Top Questions and FactsQ: Will AMD exclusively offer ARM-based processors moving forward?
A: No. AMD remains committed to x86. We intend to continue to offer choice and offer customers the best architecture for their workloads.
Q: Will your ARM-based server CPUs be branded as AMD Opteron products?
Q: Will AMD increase its investment in software developers as part of its new server strategy?
A: Yes. AMD recognizes that adoption of ARM along with x86 and taking advantage of heterogeneous compute capabilities that utilize CPU, GPU, and hardware workload acceleration is even more of a software effort than it is a hardware effort.
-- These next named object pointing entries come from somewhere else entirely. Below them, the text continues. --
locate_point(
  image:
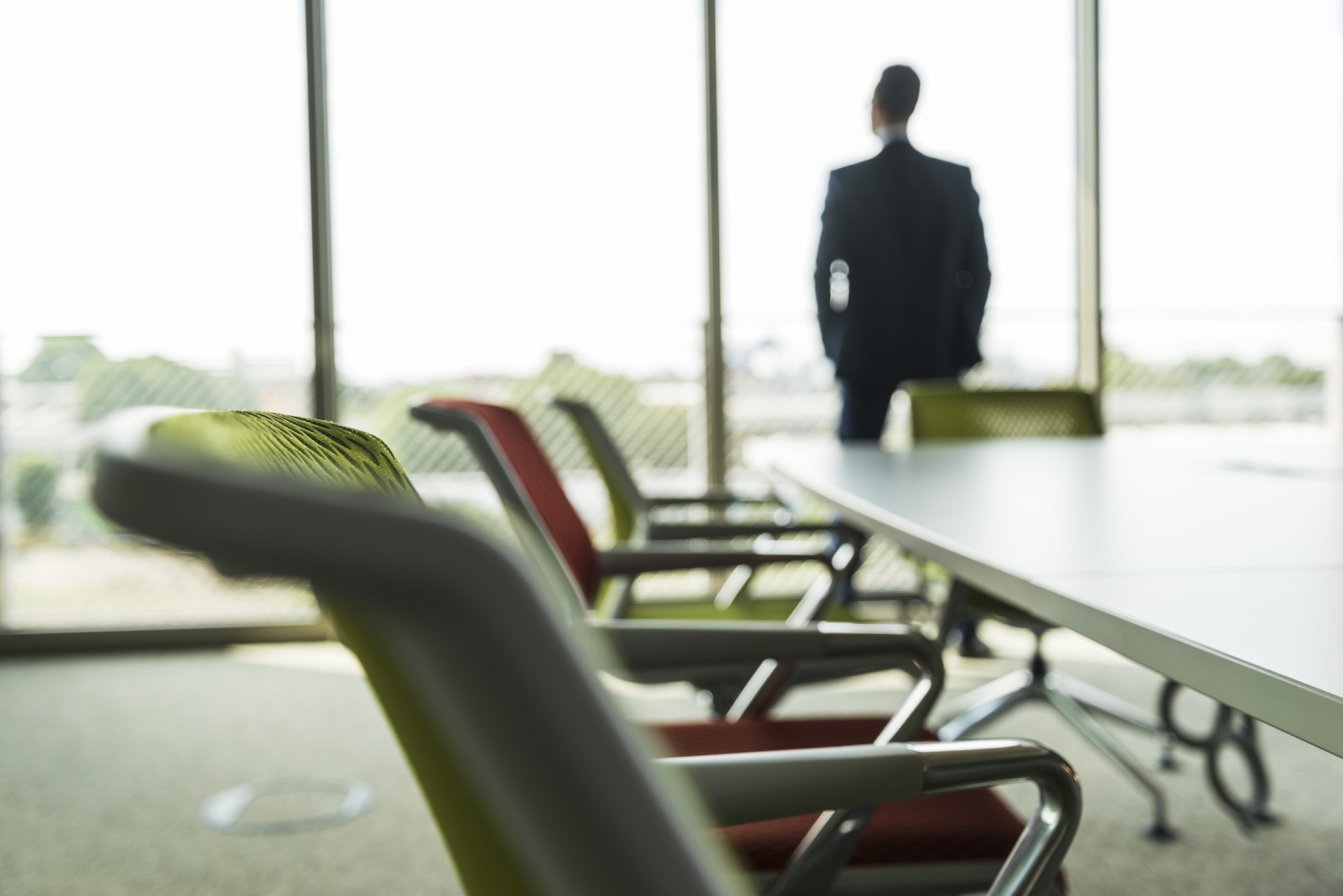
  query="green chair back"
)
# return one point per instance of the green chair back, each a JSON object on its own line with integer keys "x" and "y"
{"x": 949, "y": 411}
{"x": 629, "y": 509}
{"x": 481, "y": 703}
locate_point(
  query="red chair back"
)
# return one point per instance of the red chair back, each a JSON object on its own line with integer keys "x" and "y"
{"x": 535, "y": 475}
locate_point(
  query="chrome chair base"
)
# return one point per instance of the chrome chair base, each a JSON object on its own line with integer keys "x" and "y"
{"x": 1078, "y": 702}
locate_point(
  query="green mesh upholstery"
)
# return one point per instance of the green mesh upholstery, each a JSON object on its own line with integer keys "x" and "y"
{"x": 338, "y": 456}
{"x": 277, "y": 444}
{"x": 947, "y": 411}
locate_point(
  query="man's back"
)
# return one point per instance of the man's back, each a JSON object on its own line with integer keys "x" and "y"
{"x": 909, "y": 228}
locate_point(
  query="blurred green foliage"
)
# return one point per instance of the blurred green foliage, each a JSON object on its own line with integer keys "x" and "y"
{"x": 36, "y": 483}
{"x": 1126, "y": 373}
{"x": 61, "y": 360}
{"x": 112, "y": 385}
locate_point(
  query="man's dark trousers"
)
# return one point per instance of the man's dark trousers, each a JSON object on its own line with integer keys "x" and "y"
{"x": 864, "y": 413}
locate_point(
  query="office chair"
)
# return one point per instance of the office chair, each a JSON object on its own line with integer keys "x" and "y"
{"x": 534, "y": 780}
{"x": 531, "y": 490}
{"x": 633, "y": 513}
{"x": 946, "y": 411}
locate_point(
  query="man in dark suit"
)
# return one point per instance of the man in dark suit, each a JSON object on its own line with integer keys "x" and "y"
{"x": 903, "y": 268}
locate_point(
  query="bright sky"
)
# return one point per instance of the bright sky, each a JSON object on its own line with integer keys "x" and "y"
{"x": 520, "y": 177}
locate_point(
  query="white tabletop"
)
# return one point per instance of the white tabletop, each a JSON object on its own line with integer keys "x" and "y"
{"x": 1219, "y": 564}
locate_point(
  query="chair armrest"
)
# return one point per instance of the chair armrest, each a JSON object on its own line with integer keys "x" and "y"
{"x": 715, "y": 497}
{"x": 657, "y": 647}
{"x": 731, "y": 530}
{"x": 758, "y": 787}
{"x": 678, "y": 556}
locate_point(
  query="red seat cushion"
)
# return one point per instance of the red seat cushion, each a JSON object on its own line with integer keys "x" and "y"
{"x": 957, "y": 827}
{"x": 539, "y": 482}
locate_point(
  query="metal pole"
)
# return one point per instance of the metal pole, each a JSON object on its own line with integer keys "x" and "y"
{"x": 715, "y": 400}
{"x": 1090, "y": 338}
{"x": 326, "y": 401}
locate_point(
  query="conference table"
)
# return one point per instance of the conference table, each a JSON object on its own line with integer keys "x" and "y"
{"x": 1216, "y": 562}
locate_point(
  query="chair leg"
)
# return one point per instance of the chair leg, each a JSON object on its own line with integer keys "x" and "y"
{"x": 1080, "y": 719}
{"x": 989, "y": 709}
{"x": 1015, "y": 681}
{"x": 1098, "y": 701}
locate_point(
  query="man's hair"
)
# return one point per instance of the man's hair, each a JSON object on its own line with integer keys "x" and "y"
{"x": 898, "y": 91}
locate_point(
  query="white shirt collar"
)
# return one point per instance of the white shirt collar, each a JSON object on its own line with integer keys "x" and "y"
{"x": 894, "y": 133}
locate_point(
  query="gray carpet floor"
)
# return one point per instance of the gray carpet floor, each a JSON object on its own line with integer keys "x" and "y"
{"x": 105, "y": 761}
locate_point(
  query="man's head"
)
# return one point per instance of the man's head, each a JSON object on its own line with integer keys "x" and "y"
{"x": 896, "y": 97}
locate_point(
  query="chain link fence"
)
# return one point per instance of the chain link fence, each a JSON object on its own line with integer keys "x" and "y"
{"x": 66, "y": 566}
Q: How long has AMD had an ARM 64-bit license?
A: AMD has been working with ARM for more than a year now on a variety of different projects.
Q: Why server first? Why not try to bring a client solution to market quickly to take advantage of Windows RT?
A: The dense and cloud server markets represent the most immediate growth opportunity for AMD to offer a differentiated solution based on our unique IP and experience. Large data center annual CAPEX spend is growing at 33.3 percent (Capital IQ), and AMD has unique IP and an ability to provide customers with disruptive technologies and choice in this space.
Q: Will you offer ARM-based CPUs for client as well?
A: We view ARM as a strategic partner and expect that our relationship will continue to grow over time. Today we are focused on the immediate opportunity for ARM in the server space where we believe AMD can provide a unique leadership solution.
Q: Are your current OEM partners supportive of this new server strategy?
A: Our intention to build ARM-based server processors is very much customer driven and our customers see the benefits in being able to offer their customers choice.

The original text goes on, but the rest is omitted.